I had lunch with an author friend recently, and she mentioned that her editor has twice now commented on the mood of her books, which gets darker in bad times and lighter in better times. The editor has never met my friend but accurately identified times when she was dealing with personal tragedy. The books were different than those which came when life was happily humming along.

Wow. Do we know we're revealing so much of ourselves as we write? I know from studying literature that great authors' works often grow darker as life buffets them around a bit. Twain got much more satirical after the deaths of his wife and daughter. Shakespeare wrote more tragedies as he aged.

What happens to a mystery writer when life takes a downturn? We already write about murder and mayhem, so what can get worse? Apparently, it's the mood of the writing, the sense that maybe life isn't fair after all. The mental condition of the protagonist can change, too. He or she might not expect justice, or at least not full justice.

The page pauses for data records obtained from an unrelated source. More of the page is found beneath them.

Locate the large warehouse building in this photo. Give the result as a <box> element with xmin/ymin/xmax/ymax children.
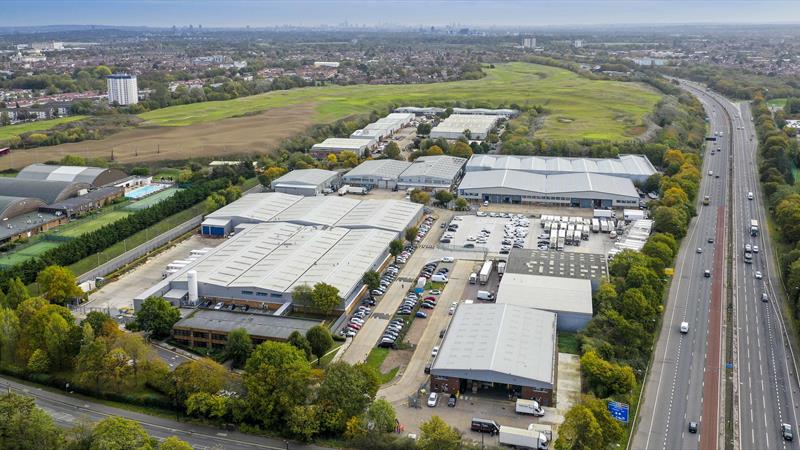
<box><xmin>342</xmin><ymin>155</ymin><xmax>466</xmax><ymax>191</ymax></box>
<box><xmin>429</xmin><ymin>114</ymin><xmax>499</xmax><ymax>140</ymax></box>
<box><xmin>457</xmin><ymin>171</ymin><xmax>640</xmax><ymax>208</ymax></box>
<box><xmin>310</xmin><ymin>138</ymin><xmax>369</xmax><ymax>158</ymax></box>
<box><xmin>17</xmin><ymin>163</ymin><xmax>128</xmax><ymax>187</ymax></box>
<box><xmin>430</xmin><ymin>303</ymin><xmax>558</xmax><ymax>406</ymax></box>
<box><xmin>496</xmin><ymin>273</ymin><xmax>593</xmax><ymax>331</ymax></box>
<box><xmin>342</xmin><ymin>159</ymin><xmax>412</xmax><ymax>190</ymax></box>
<box><xmin>465</xmin><ymin>154</ymin><xmax>657</xmax><ymax>183</ymax></box>
<box><xmin>269</xmin><ymin>169</ymin><xmax>340</xmax><ymax>196</ymax></box>
<box><xmin>199</xmin><ymin>193</ymin><xmax>423</xmax><ymax>238</ymax></box>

In case you're thinking of analyzing me, you should know that I wrote for almost ten years before anyone noticed. Some things just now coming to publication were written years ago; others are being written in the present day, with all its attendant troubles. I can't see much difference, though I've had plenty of ups and downs over that time. It must be considered that an author's mood might have an opposite effect on her writing. If life tramples us into the dirt and we long for happiness, fairness, and justice, we might simply create it where we can, in our books.